/Customer-Review-Classification-Arabic

Exploring customer review categorization with NLP on 10,000 Arabic reviews. Utilizing tokenization, lemmatization, and Arabic term extraction, we analyze results from an 83.87% accurate BERT-based model and an 84% accurate TF-IDF model.

Primary LanguageJupyter Notebook

Arabic Customer Review Classification

Description

This project focuses on classifying Arabic customer reviews as positive or negative using Natural Language Processing (NLP) techniques and machine learning models. The project employs three different approaches: traditional machine learning (Naive Bayes), deep learning (feedforward neural network), and pretrained models (MARBERT). The primary objective is to analyze Arabic customer feedback on products, particularly from the Amazon Egypt website, to determine sentiment.

Setup Instructions

  1. Install Required Libraries:

    pip install nltk pandas numpy scikit-learn gensim keras
    
  2. Download NLTK Resources:

    import nltk
    nltk.download('punkt')
    nltk.download('stopwords')
    nltk.download('wordnet')

Data Collection

The project begins with data collection through web scraping from the Amazon Egypt website. Customer reviews and their associated star ratings are extracted and stored in CSV files. These CSV files are then concatenated into a single dataset for preprocessing and model training.

Preprocessing

The preprocessing pipeline involves tokenization, removal of stopwords and punctuation, lemmatization, and filtering out non-Arabic words using regular expressions. The preprocessed data is then divided into training and testing sets for model training.

Word Embedding

Word embedding is performed using Word2Vec to convert text data into fixed-size vectors. The Word2Vec model is trained on the preprocessed text data to generate word embeddings.

Model Training

  • Naive Bayes Model: A traditional machine learning approach using TF-IDF vectors.
  • Feedforward Neural Network: A deep learning approach implemented using Keras.
  • Pretrained Model (MARBERT): Utilizing a BERT-based model trained on Arabic text data from Hugging Face.

Evaluation

The models are evaluated based on their accuracy in classifying positive and negative reviews.
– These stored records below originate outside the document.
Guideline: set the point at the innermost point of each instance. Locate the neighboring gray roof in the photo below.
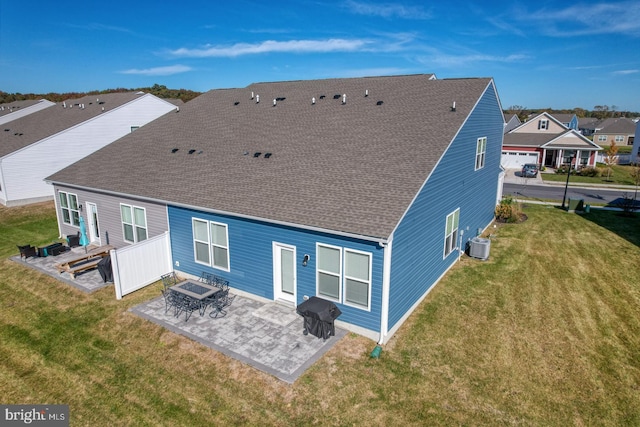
(563, 117)
(549, 140)
(26, 130)
(351, 168)
(9, 107)
(527, 139)
(620, 125)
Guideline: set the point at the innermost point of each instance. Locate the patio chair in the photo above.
(218, 302)
(27, 251)
(185, 304)
(169, 280)
(169, 300)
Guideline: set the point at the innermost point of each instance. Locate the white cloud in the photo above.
(448, 60)
(271, 46)
(585, 19)
(388, 10)
(159, 71)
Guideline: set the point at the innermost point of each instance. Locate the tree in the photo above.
(611, 157)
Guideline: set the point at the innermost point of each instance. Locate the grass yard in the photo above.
(620, 175)
(546, 332)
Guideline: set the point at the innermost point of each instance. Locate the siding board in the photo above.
(418, 242)
(251, 258)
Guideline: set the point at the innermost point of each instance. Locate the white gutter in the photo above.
(386, 285)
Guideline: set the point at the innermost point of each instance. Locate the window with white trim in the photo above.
(481, 151)
(451, 232)
(211, 243)
(70, 208)
(344, 275)
(134, 223)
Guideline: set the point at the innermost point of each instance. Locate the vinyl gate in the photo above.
(139, 265)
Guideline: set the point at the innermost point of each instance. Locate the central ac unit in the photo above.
(479, 248)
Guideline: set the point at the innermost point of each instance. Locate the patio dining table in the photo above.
(199, 293)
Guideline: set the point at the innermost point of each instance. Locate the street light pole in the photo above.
(566, 186)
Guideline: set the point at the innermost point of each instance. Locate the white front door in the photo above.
(92, 217)
(284, 272)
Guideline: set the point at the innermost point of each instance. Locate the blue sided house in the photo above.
(361, 191)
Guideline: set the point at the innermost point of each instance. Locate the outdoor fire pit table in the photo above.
(318, 315)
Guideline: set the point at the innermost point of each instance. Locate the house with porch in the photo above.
(41, 138)
(361, 191)
(546, 141)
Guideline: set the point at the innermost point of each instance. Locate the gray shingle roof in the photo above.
(26, 130)
(352, 167)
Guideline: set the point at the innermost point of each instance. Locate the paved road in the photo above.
(553, 192)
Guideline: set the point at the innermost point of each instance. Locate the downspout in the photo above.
(386, 285)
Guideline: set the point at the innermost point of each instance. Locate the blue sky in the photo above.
(541, 54)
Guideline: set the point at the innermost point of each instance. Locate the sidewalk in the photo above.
(512, 176)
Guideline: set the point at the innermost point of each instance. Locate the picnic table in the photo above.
(84, 262)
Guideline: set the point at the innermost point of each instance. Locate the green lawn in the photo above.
(620, 175)
(546, 332)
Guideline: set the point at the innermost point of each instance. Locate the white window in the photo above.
(451, 232)
(481, 150)
(211, 243)
(134, 223)
(344, 275)
(69, 207)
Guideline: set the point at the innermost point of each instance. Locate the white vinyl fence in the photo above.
(139, 265)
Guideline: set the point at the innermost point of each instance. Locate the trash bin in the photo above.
(318, 315)
(575, 205)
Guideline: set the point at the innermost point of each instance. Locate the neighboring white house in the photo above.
(39, 144)
(15, 110)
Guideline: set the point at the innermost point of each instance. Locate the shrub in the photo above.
(591, 171)
(508, 210)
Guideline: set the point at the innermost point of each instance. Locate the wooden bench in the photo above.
(88, 265)
(84, 262)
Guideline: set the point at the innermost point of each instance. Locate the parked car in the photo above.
(530, 170)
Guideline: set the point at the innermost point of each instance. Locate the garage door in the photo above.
(515, 159)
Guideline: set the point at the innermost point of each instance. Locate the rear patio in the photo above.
(265, 335)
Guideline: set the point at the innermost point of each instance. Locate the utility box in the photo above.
(479, 248)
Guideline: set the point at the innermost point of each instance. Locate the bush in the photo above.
(590, 171)
(508, 210)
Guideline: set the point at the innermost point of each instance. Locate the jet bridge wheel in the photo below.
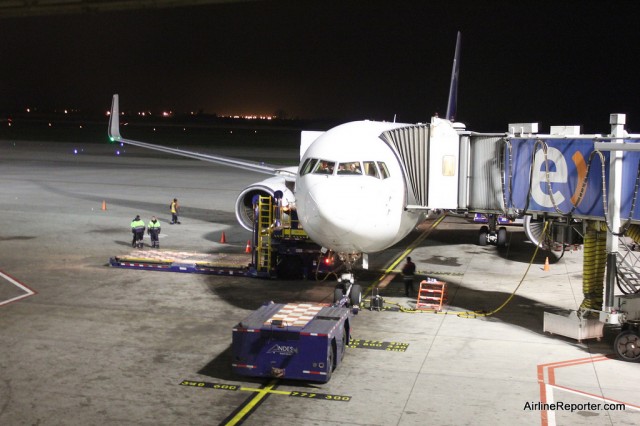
(627, 346)
(482, 235)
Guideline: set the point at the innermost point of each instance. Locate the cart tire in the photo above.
(331, 356)
(355, 296)
(627, 346)
(502, 236)
(482, 238)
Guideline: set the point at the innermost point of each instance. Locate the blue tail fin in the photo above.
(453, 88)
(114, 120)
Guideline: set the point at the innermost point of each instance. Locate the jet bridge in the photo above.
(428, 154)
(584, 185)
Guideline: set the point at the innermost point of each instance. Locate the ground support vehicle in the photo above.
(302, 341)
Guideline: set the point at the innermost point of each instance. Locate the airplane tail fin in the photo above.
(114, 120)
(453, 87)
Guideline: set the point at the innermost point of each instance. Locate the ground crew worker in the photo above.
(153, 229)
(408, 270)
(137, 228)
(174, 211)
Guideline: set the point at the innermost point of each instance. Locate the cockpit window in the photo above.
(383, 170)
(370, 169)
(324, 167)
(349, 168)
(307, 166)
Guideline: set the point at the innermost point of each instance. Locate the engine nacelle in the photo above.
(244, 203)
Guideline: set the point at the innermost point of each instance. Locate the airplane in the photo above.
(354, 191)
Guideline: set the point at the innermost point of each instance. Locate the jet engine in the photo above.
(268, 187)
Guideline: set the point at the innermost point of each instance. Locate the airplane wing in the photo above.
(288, 173)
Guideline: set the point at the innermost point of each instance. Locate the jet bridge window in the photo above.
(307, 166)
(349, 168)
(384, 172)
(324, 167)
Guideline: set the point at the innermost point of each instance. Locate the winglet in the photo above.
(114, 120)
(453, 88)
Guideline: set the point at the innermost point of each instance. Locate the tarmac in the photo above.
(85, 343)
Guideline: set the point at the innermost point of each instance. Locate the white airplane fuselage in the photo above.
(357, 211)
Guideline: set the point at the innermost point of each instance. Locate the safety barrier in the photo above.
(431, 294)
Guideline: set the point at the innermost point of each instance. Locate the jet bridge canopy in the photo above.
(428, 155)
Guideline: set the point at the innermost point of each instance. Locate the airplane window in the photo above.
(350, 168)
(370, 169)
(307, 166)
(383, 170)
(324, 167)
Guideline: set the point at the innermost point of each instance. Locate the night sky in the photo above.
(554, 62)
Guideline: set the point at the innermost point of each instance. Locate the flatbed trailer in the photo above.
(302, 341)
(186, 262)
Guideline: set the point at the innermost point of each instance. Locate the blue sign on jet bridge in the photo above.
(567, 161)
(567, 164)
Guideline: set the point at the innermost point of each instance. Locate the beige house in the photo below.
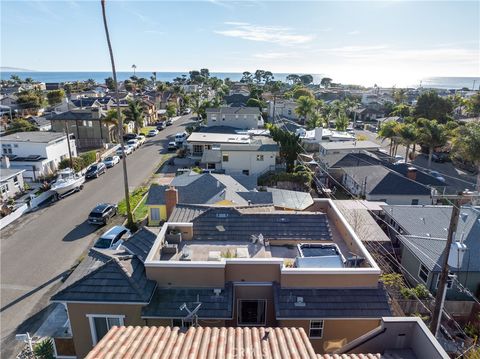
(87, 125)
(249, 266)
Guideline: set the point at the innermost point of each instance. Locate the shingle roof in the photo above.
(103, 277)
(140, 243)
(232, 224)
(184, 213)
(203, 343)
(429, 221)
(156, 194)
(291, 199)
(235, 110)
(379, 180)
(166, 302)
(429, 250)
(257, 197)
(331, 303)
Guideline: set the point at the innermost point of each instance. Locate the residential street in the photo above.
(40, 247)
(456, 179)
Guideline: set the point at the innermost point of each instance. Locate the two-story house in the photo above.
(246, 266)
(87, 125)
(38, 153)
(244, 118)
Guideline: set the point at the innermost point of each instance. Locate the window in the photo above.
(182, 323)
(423, 273)
(101, 324)
(316, 329)
(449, 280)
(155, 214)
(251, 312)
Performance metrics such as accuracy, confusion matrix, and classification report are calculated to assess model performance.

Practical Applications

The project's findings can be applied to online purchasing sites, enabling automatic classification of customer reviews to improve product quality and customer satisfaction.

Future Work

Future work includes acquiring larger Arabic datasets to further enhance model accuracy and exploring additional deep learning architectures for sentiment analysis.

Conclusion

The project demonstrates successful classification of Arabic customer reviews using various machine learning and deep learning techniques, providing valuable insights for e-commerce platforms and contributing to the advancement of NLP in the Arabic language.